Despite all the recent focus on gold, the best performing precious metal for the week was palladium, up 14.78 percent. Platinum should also get special mention with a gain of 7.10 percent. The World Platinum Investment Council made a strong investment case for the platinum group metals going forward as over 2 million ounces of vaulted stocks have been liquidated over the past four years, depressing the price of the metals.
Following poor Chinese manufacturing data (which contracted for a record seventh month), gold held near a two-week high this week, reports Bloomberg News. Traders are pricing in only a 10-percent chance of an interest rate increase this month as well, and 50-percend odds of it happening by year end, adding to gold’s appeal.
Gold headed for its biggest monthly gain in four years, reports Bloomberg, as falling equities bolstered demand for a haven asset during February. Central banks like the precious metal too, extending the longest gold-buying spree since 1965. According to Bloomberg, countries purchased almost 590 metric tons last year, accounting for 14 percent of annual global bullion demand.

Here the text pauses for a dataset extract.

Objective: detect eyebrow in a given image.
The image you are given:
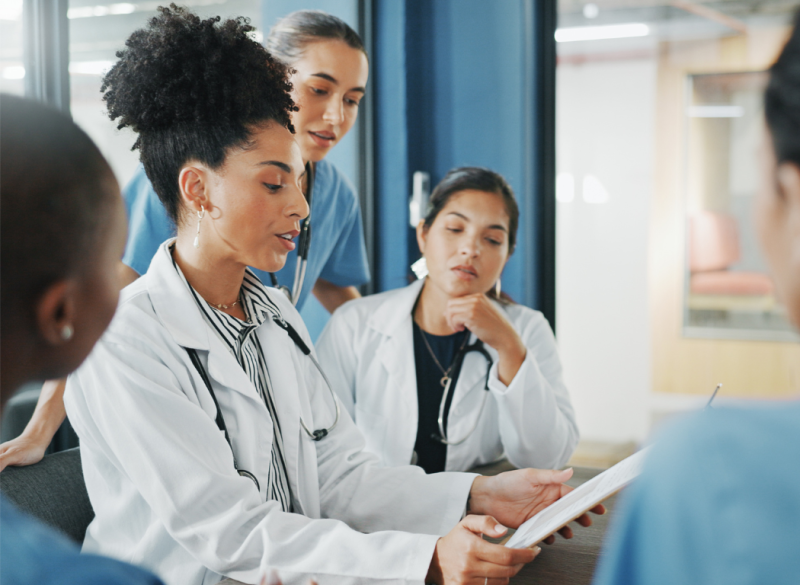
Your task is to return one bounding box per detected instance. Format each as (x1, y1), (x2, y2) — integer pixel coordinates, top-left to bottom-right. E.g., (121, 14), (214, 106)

The worst performing precious metal for the week was gold. Silver climbed 5.48 percent. Perhaps we are seeing some of the money flows rotate down to the other precious metals as year to date, gold has had all the glory.
A dispute erupted this week between India’s Prime Minister Narendra Modi and thousands of the nation’s jewelers. Modi wants to impose a 1 percent excise duty on jewelry produced and sold within the country, reports Bloomberg. This caused a three-day stoppage on Wednesday by members of the All India Gems & Jewellery Federation. A similar shut down in 2012 was successful in getting the then Manmohan Singh government to drop plans for an excise duty.

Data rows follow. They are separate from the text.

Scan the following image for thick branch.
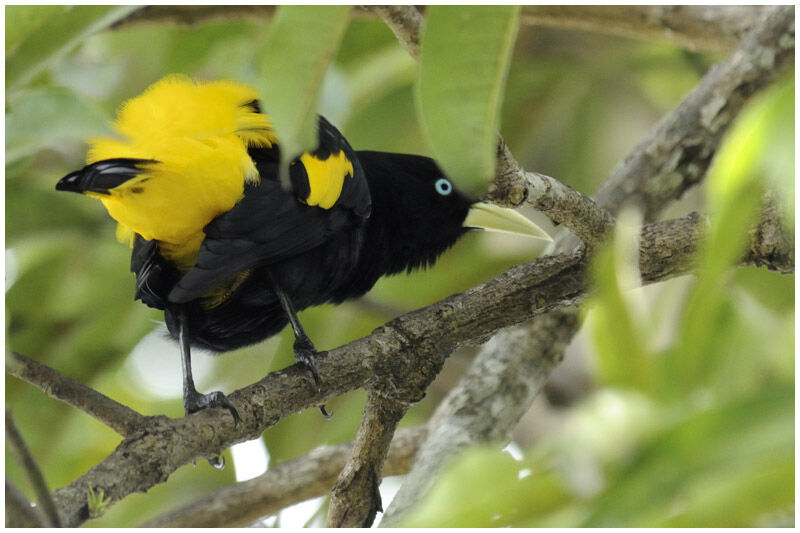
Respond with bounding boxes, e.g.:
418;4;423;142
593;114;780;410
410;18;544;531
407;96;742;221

Bad news is on a roll, reports HSBC Global Research, citing that most PMIs fell in the month of February. The group says volatility in financial markets might be affecting corporate sentiment. The most “worrying development” was the sharp fall in Markit U.S. service sector index; the Markit measure of business activity fell below 50 for the first time since 2013.
As seen in the chart below, gold ETF inflows surged to the highest since 2009. The last time inflows were high, the S&P 500 had fallen more than 18 percent for the year and the Federal Reserve was only three months into its first QE program, reports Bloomberg. Lawrie Williams writes that the gold price is resilient and set for an interesting year. He points out, “The markets ignored the fact that all these ETF liquidations were being eagerly soaked up by the Chinese, Indians and others yet the gold price was being marked down on the COMEX futures markets where the price is largely set.”
According to Taurus Wealth advisors, bullion could prove to be this year’s best performing asset class as central banks exhaust their firepower. The group says there is a high probability gold could reach $1,350 to $1,400 an ounce at year end, says Rainer Michael Preiss at Taurus. Deutsche Bank also raised its outlook on gold, citing slowing global growth and the possibility of a large yuan devaluation. Deutsche sees gold at $1,195 an ounce in 2016. This week on CNBC, a top economist for Moody’s stated that there are absolutely zero signs of recession. A Sovereign Man article mockingly writes of Moody’s statement, “When the agency that consistently fails to predict recession predicts that there will be no recession, you can pretty much guess what’s going to happen next.” The article continues by stating, “This is what virtually assures negative interest rates in America.”
And of particular interest to investors were the announcements of two acquisitions this week. In one case, Endeavour Mining pulled the trigger to buy True Gold Mining for a 43.4 percent premium to the prior day’s close. In a second transaction, Lundin Mining agreed to take over Freeport McMoRan’s stake in a copper-gold project in Serbia. Reservoir Minerals was a partner with Freeport in the project and its share price jumped 17.62 percent on the news.
William Dudley, president of the Federal Reserve Bank of New York, says he’s lost some confidence on his prediction that inflation will reach the U.S. central bank’s 2-percent target over time, citing recent turbulence in financial markets. “Partly, this reflects my assessment that uncertainty to the outlook has increased and that downside risks have crept up,” said Dudley.
In a recent report from Cornerstone Macro, the group considers a few of the unintended consequences of negative rates. One consequence Cornerstone noted is that negative rates around the world are acting as a drag on U.S. interest rates, making the Fed’s job a bit tougher.
In a video interview with SchiffGold this week, John Rubino of Dollar Collapse joins the discussion to talk about the printing of money. The description of the interview reads, “The ability to essentially create money out of thin air has allowed the world’s governments to take on unprecedented debt.” It continues by calling attention to the fact that 20 years ago economists never would have imagined a world with $7 trillion of bonds trading at negative interest rates, along with global debt at 300 percent of global GDP. However, that is the exact situation we are in today. Even the Wall Street Journal ran a story this week on the woes of negative interest rates. The writer found it somewhat interesting that the major insurers in Europe, who are big bond holders, never mentioned negative interest rates in their recent earnings calls.